By the time that ‘Rules’ was written, I had begged, borrowed and stolen enough recording equipment to have a fairly modest home studio setup. I had turned my spare room into an ‘ideas room’, where I’d go and strum my guitar, safe in the knowledge that I had the ability to record a rough demo of it there and then. ‘Rules’ was one of those tracks that just wouldn’t leave me alone. I guess if I was being romantic, I could say ‘it found me’ instead of ‘me finding it’. I can safely say that this situation has never happened to me before (or since), but I found myself heading to bed early one night. I crashed at about 10pm, but tossed and turned for a few hours, there was something inside me itching to come out. At around 12:30am I jumped out of bed and headed downstairs, out of earshot from my girlfriend sleeping upstairs.

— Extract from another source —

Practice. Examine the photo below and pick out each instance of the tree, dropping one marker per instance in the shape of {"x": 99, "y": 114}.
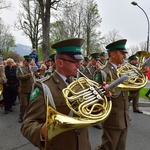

I spent the next couple of hours sitting in my kitchen with an acoustic guitar, and this song literally poured out of me! It was really strange, because I didn’t feel the need to force any part of it, it just kinda wrote itself. I’d play the idea through from start to finish, then repeat the whole thing again, changing melodies and humming all the arrangements out loud. I recorded the rough parts into my phone, to record a demo the following morning.
I was reluctant to build the instrumentation up at first, as with pretty much all of The Answering Machine’s songs we’ll share out ideas and everyone has their take on things. But this song was different, it almost wouldn’t leave me alone until the demo was done. So I ended up layering my basic guitar and vocals with all the other interesting sounds on there. I recorded some glock and melodica, shakers, drum machine and a shimmering lead guitar. It’s a very basic recording actually, quite refreshingly ‘acoustic’ for an Answering Machine track. I think I was listening to a lot of Grizzly Bear at the time, which inspired the strange vocal melody in the Middle 8, as well as the layered vocals throughout.
I was kinda shy about sharing my song with the rest of the band. I was 100% willing for them to leave the song out of The Answering Machine’s catalogue. Or at very least, I was open to us stripping the song back down to its raw form, and rebuilding it with their own take. However, Pat, Ben and Gemma were incredibly supportive of the song! It was really weird, because there was me all sheepish, saying things like “ah, you’ll probably hate it but…”, and they were buzzing off it, and really promoting it as a front-runner for the album. I’m really very grateful to them for being so supportive of the song!
The final version you hear on the album is the exact same demo I recorded on that cold Winter morning in my spare room. It’s not only the first recording of the song, but it’s pretty much the first time I had heard the song properly, let alone the rest of the band. What you hear on the record is literally the morning after the night it was written! There’s something incredibly honest and open about us using this version, the demo. It’s 100% in its rawest form, and really does capture the moment. We didn’t even try and re-record it, there was no point. I actually attempted to re-record my vocals (as I’d originally sung them through some shitty microphone), but nothing sounded as good as the original, so it was scrapped. I think it was Pat who was the most outspoken about keeping the demo for the final album, and I thank him for it every day, it was definitely the right thing to do.
Ben helped in the mixing stage to really ‘scuzz up’ the recording (which was all recorded fairly clean). He had an idea of passing the drum machine through a distorted effect, and pass everything through some lo-fi effects to give the song a distinctive retro feel, like some old tape recording from the 70s.
We now use ‘Rules’ as a good example of the album’s recording process as a whole. If something wasn’t broke, there was no point in trying to fix it!